Operating System - OpenVMS
1754885 Members
3833 Online
108827 Solutions
New Discussion юеВ

Re: Managing a cluster with 2 nodes without quorum disk

 
Yves Kinnaer
New Member

Managing a cluster with 2 nodes without quorum disk

Hi,

I have this issue with a cluster consisting of two nodes, no quorum disk (OpenVMS 7.1). Some of my former colleagues made some system adjustments and these are the actual values:
Node 1 (primary): 2 votes ; Node 2 ( secondary) : 1 vote. Sysparam expected_votes on both systems: 2. Cl_exp = 3 ; Cl_votes = 3. The application is running on node 1 (shadowcopying using a virtual DSA1...). What do I have to do to run the application on Node 2 ? If I stop the application on Node 1 & shutdown using remove_node , I'll expect the second one to hang (until I reboot Node 1) because expected_votes = 2. In some old documentation, I do find a description of the expected_votes with value 1 (!). (Although it is generaly recommended to set this parameter to the total of all possible votes in order to avoid cluster partitioning...).
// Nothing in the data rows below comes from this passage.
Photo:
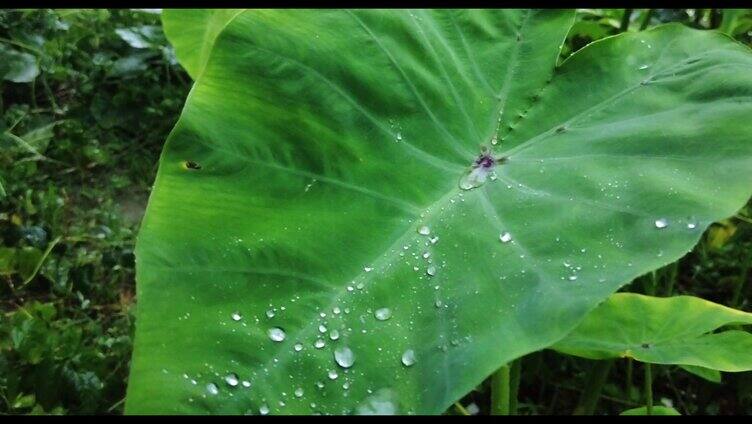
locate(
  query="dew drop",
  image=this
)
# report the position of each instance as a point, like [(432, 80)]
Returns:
[(431, 270), (383, 314), (232, 379), (334, 334), (661, 223), (277, 334), (344, 356), (408, 358)]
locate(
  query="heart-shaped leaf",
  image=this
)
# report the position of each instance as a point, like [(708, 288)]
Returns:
[(193, 32), (308, 246), (674, 330)]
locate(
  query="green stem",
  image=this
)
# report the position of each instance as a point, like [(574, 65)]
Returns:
[(672, 278), (736, 299), (461, 409), (515, 385), (500, 391), (630, 365), (646, 19), (596, 378), (46, 253), (625, 20), (648, 388)]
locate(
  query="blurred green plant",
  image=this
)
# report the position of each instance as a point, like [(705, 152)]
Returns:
[(87, 99)]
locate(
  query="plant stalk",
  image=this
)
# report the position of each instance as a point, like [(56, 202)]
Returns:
[(630, 366), (625, 20), (596, 378), (646, 19), (500, 391), (515, 385), (648, 389)]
Can I change the expected_votes to 1 & do I use "set write sysparams 0" or not ?
14 REPLIES 14
Wim Van den Wyngaert
Honored Contributor

Re: Managing a cluster with 2 nodes without quorum disk

Using remove_node will NOT put the cluster in hang. Not using it will do that.

What you have to do with the application to run it on the other node depends on the application. Some might need reconfig or extra installations.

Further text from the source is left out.